ところで、この乱歩に対して、澁澤龍彦は次のやうに言つてゐる。



《これは一種のナルシシズムにはちがいないだろうが、何だかひどく散文的なナルシシズムのような気がする。いかにも乱歩らしい論理で、「自己収集」とは傑作だ。しかし、よほど几帳面な人でもなければ、こんな丹念な収集の仕事はつづけられまい。乱歩というひとは、そんな几帳面なひとだったのだ。そんな乱歩の人間としての一面にも、私は大いに興味をそそられるのである。》



『偏愛的作家論』からの引用であるが、「几帳面」という観察が実に鋭い。そして、私は「主客転倒」という四字熟語にも別なレベルで“几帳面”を見出すものである。つまり、主人と客人の転倒という本義に即して使用しているところが“几帳面”だなあ、と。その意味で、宇野千代「或る一人の女の話」の用例も“几帳面”です。

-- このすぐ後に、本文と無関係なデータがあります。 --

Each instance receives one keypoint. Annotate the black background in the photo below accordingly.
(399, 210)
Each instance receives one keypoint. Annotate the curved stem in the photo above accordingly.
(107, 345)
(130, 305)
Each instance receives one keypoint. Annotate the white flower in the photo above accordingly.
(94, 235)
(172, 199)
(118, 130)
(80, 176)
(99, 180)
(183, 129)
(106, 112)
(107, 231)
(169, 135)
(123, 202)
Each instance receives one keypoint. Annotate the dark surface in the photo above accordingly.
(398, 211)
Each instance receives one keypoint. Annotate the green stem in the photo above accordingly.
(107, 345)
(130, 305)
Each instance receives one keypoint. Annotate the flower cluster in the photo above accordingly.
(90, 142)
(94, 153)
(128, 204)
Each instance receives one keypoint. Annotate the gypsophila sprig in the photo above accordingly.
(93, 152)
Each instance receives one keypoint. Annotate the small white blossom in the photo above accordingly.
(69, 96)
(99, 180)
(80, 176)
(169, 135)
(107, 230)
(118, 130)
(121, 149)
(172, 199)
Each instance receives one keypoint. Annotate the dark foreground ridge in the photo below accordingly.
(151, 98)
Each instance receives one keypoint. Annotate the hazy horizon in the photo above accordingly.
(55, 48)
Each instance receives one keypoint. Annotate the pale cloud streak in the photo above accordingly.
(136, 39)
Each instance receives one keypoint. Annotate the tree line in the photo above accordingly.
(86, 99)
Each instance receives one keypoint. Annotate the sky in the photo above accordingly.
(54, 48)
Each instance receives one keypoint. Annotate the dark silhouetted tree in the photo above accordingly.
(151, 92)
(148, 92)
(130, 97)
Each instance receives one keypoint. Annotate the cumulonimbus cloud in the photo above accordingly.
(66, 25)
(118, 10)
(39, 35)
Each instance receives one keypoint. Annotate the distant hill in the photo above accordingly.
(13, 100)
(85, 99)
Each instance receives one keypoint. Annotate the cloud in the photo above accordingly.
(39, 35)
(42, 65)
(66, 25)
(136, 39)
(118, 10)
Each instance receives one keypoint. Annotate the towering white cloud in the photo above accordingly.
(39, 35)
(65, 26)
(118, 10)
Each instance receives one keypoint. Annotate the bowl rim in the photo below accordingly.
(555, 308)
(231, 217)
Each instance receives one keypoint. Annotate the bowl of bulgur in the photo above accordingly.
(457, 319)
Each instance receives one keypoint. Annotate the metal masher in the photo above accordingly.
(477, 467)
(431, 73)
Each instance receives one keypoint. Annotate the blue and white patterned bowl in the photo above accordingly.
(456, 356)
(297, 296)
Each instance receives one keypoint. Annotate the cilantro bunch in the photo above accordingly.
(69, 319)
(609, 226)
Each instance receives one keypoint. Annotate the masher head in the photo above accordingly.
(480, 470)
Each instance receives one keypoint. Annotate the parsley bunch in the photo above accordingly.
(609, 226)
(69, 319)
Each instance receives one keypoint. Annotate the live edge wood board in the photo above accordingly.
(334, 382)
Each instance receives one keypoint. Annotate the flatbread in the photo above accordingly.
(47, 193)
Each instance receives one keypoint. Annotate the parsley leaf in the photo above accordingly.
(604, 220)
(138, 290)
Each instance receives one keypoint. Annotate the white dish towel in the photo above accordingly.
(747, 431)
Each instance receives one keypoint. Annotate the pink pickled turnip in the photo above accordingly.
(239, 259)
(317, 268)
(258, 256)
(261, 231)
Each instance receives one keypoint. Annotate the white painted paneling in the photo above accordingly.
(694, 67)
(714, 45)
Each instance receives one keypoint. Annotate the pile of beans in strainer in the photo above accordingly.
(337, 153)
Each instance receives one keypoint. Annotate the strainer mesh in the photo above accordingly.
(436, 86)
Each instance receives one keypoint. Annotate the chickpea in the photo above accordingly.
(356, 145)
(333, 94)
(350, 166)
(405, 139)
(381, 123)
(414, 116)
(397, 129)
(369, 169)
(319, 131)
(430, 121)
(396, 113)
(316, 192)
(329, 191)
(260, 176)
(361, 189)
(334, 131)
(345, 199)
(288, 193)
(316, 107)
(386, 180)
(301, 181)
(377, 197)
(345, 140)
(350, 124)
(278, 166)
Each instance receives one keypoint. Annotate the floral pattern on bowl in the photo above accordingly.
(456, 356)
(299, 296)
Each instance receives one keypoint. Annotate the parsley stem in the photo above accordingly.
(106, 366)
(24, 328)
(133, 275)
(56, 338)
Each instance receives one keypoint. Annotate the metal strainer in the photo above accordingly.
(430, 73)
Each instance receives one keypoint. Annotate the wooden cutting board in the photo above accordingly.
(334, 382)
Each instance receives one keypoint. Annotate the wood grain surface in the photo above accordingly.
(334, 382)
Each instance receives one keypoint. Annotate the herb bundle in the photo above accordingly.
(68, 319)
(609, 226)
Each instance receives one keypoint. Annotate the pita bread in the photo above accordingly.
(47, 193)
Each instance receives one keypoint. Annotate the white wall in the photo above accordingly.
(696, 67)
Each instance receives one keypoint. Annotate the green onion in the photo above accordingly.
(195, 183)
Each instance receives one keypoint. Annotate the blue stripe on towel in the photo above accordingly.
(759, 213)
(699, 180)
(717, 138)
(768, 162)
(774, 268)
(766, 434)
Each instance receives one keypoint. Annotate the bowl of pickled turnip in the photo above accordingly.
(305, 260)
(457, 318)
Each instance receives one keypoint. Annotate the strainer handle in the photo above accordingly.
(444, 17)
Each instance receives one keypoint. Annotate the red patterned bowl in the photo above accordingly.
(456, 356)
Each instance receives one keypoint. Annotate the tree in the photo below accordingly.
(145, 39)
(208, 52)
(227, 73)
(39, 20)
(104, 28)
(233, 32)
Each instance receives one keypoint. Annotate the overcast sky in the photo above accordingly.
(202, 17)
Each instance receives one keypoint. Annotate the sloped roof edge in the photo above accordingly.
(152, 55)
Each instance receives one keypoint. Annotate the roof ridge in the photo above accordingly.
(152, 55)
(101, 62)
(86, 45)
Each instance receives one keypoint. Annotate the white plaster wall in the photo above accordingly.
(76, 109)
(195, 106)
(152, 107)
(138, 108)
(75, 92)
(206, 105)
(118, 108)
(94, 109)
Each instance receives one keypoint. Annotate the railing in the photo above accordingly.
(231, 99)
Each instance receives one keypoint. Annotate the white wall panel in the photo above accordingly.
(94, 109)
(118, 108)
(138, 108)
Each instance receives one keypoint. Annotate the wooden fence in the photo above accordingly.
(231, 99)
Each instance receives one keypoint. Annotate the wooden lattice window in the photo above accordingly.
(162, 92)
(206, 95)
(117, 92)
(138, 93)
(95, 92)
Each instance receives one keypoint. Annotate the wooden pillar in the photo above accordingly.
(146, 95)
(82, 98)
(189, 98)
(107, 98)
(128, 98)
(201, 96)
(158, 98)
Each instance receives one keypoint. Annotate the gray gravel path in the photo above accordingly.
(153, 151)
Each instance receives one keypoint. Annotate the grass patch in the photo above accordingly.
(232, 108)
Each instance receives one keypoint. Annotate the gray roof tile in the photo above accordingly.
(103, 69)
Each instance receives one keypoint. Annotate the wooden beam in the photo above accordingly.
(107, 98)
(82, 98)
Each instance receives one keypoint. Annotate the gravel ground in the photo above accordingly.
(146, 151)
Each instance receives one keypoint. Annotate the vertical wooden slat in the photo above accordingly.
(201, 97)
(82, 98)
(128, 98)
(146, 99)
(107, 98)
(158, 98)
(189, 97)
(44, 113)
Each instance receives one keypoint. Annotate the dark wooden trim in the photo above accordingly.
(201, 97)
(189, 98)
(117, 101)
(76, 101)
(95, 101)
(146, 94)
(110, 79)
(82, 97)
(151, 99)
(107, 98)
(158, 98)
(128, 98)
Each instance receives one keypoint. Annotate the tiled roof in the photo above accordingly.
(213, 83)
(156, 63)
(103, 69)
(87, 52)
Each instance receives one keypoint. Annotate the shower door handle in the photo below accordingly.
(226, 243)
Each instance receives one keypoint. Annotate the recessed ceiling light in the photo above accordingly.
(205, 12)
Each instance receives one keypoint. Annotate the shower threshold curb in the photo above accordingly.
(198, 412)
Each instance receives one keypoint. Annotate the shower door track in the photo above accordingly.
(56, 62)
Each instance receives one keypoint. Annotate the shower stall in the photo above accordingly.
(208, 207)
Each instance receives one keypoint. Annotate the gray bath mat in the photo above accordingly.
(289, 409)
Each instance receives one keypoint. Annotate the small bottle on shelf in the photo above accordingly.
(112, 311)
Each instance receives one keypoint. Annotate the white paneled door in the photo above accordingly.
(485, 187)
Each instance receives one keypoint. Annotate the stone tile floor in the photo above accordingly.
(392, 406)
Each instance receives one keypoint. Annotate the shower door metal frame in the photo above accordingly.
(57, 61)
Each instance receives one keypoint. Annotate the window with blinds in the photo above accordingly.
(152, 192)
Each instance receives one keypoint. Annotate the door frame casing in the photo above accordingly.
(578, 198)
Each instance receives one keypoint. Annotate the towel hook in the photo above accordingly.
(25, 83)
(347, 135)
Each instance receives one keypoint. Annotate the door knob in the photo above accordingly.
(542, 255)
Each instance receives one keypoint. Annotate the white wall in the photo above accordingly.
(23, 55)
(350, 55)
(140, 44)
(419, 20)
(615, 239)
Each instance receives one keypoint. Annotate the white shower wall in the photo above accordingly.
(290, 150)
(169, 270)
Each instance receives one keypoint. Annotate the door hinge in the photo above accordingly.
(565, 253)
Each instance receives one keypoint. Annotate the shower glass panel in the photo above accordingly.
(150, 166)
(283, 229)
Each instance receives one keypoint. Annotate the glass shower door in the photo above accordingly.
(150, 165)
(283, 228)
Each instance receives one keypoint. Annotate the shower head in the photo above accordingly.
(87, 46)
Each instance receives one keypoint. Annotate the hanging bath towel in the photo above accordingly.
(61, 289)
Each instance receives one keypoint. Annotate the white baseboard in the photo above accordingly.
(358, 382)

《一種横柄な態度で、番頭が酒をはかってやる。その主客転倒の風景が、家の格式を語っているのか。》



これらの先人の用例(昭和)を見ると、割と最近までは本義が大切にされていたことがわかる。それに比べて、「本末転倒」と大差なく「主客転倒」を用いる私たちの世代は、やはり“ずぼら”なんだろうなあと、ちょっぴり反省する。言葉の移り変わりは仕方のないことだけれども、ニュアンスの違いというものは大切にしたいと思う今日この頃である。



今日は金沢へ行ってきました。たまには白山を見上げるのも悪くない。